Auch die Bundesregierung äußert sich mittlerweile skeptisch. "Dass Framatome die Zusammenarbeit mit dem russischen Staatskonzern Rosatom intensiviert, ist aus Sicht des Bundesumweltministeriums daher der völlig falsche Weg", sagte ein Sprecher dem NDR.
Im Auftrag des Bundes ist das niedersächsische Umweltministerium für die Prüfung des Projekts zuständig. Aktuell liegt der Genehmigungsantrag zur Erweiterung des Werks im niedersächsischen Umweltministerium und online aus. Bis zum 3. März können Einsprüche gegen das Vorhaben eingereicht werden.
Das Interessante dabei: An der Spitze des Ministeriums ist mit dem niedersächsischen Umweltminister Christian Meyer (Grüne) ein deutlicher Kritiker. "Geschäfte mit Putin sollten beendet werden, das gilt auch und gerade für den Atombereich", sagte er der Deutschen Presse-Agentur (dpa). Ist damit die Ablehnung also sicher?
So einfach ist es wohl nicht. Es gehe nicht um persönliche Meinungen, sagte der Ministeriumssprecher dem NDR. Der Antrag werde wie alle anderen auch auf vorgeschriebenem Wege geprüft.
Enge Verbindungen bestehen bereits
Die Unternehmen Framatome und Rosatom arbeiten schon seit Jahren zusammen, auch im Bereich der VVER-Reaktoren. Laut der Unternehmenswebsite wurde eine entsprechende Vereinbarung über eine Zusammenarbeit im Bereich Produktion von nuklearem Brennstoff und automatischen Steuerungssystemen bereits im Jahr 2021 unterschrieben.
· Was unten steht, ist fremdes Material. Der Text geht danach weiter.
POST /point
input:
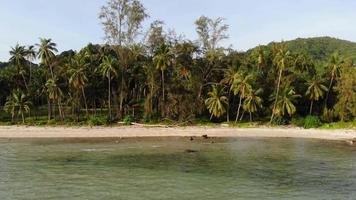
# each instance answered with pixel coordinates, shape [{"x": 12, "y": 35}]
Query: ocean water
[{"x": 176, "y": 169}]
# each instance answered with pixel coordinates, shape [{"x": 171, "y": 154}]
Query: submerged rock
[{"x": 191, "y": 151}]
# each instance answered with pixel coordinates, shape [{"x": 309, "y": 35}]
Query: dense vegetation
[{"x": 161, "y": 76}]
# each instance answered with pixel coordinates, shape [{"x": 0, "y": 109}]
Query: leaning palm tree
[
  {"x": 78, "y": 78},
  {"x": 17, "y": 103},
  {"x": 162, "y": 60},
  {"x": 315, "y": 91},
  {"x": 31, "y": 55},
  {"x": 55, "y": 94},
  {"x": 216, "y": 102},
  {"x": 260, "y": 58},
  {"x": 335, "y": 62},
  {"x": 285, "y": 102},
  {"x": 241, "y": 86},
  {"x": 108, "y": 70},
  {"x": 281, "y": 61},
  {"x": 18, "y": 58},
  {"x": 229, "y": 77},
  {"x": 253, "y": 102},
  {"x": 46, "y": 52}
]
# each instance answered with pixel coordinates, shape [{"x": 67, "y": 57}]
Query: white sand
[{"x": 128, "y": 132}]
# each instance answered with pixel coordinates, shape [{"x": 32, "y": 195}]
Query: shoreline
[{"x": 13, "y": 132}]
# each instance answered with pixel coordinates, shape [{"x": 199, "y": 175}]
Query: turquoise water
[{"x": 169, "y": 169}]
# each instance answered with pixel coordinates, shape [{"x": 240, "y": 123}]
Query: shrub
[
  {"x": 96, "y": 121},
  {"x": 128, "y": 119},
  {"x": 279, "y": 121},
  {"x": 312, "y": 122},
  {"x": 298, "y": 121}
]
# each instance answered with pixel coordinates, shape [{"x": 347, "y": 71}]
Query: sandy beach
[{"x": 132, "y": 132}]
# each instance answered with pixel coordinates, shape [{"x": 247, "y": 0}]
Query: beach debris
[
  {"x": 351, "y": 142},
  {"x": 190, "y": 151},
  {"x": 205, "y": 136}
]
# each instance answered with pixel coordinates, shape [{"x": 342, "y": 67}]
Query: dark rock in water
[
  {"x": 191, "y": 151},
  {"x": 352, "y": 142}
]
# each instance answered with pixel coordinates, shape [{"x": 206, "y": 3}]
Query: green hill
[{"x": 320, "y": 48}]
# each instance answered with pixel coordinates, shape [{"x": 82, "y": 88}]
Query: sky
[{"x": 74, "y": 23}]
Aktivisten gehen davon aus, dass schon seit einiger Zeit russisches Uran zur Verarbeitung nach Lingen geliefert wird. In der zweiten Februarwoche konnte ein Atomkraftgegner-Bündnis – eigenen Angaben zufolge – erstmals den Transport von russischem Uran von der Ankunft eines Frachters über die Weiterfahrt mit drei Lastwagen bis nach Lingen verfolgen. Das Bundesamt für die Sicherheit der nuklearen Entsorgung bestätigte den Transport.
Rechtlich ist das kein Problem: Die Erlaubnis zur Beförderung des Materials in Deutschland wird vom Bundesamt für die Sicherheit der nuklearen Entsorgung (BASE) erteilt. Doch ohne entsprechende Sanktionen besteht für das BASE keine rechtliche Handhabe, bereits erteilte Genehmigungen aufzuheben.
Mehrere EU-Länder auf Brennstäbe angewiesen
Derzeit besteht für Kernbrennstoffe – ebenso wie für Gas – auf EU-Ebene kein Einfuhrverbot aus Russland. Bundeswirtschaftsminister Robert Habeck (Grüne) hatte sich zwar für ein Uran-Importverbot ausgesprochen, doch das sehen einige europäische Staaten kritisch.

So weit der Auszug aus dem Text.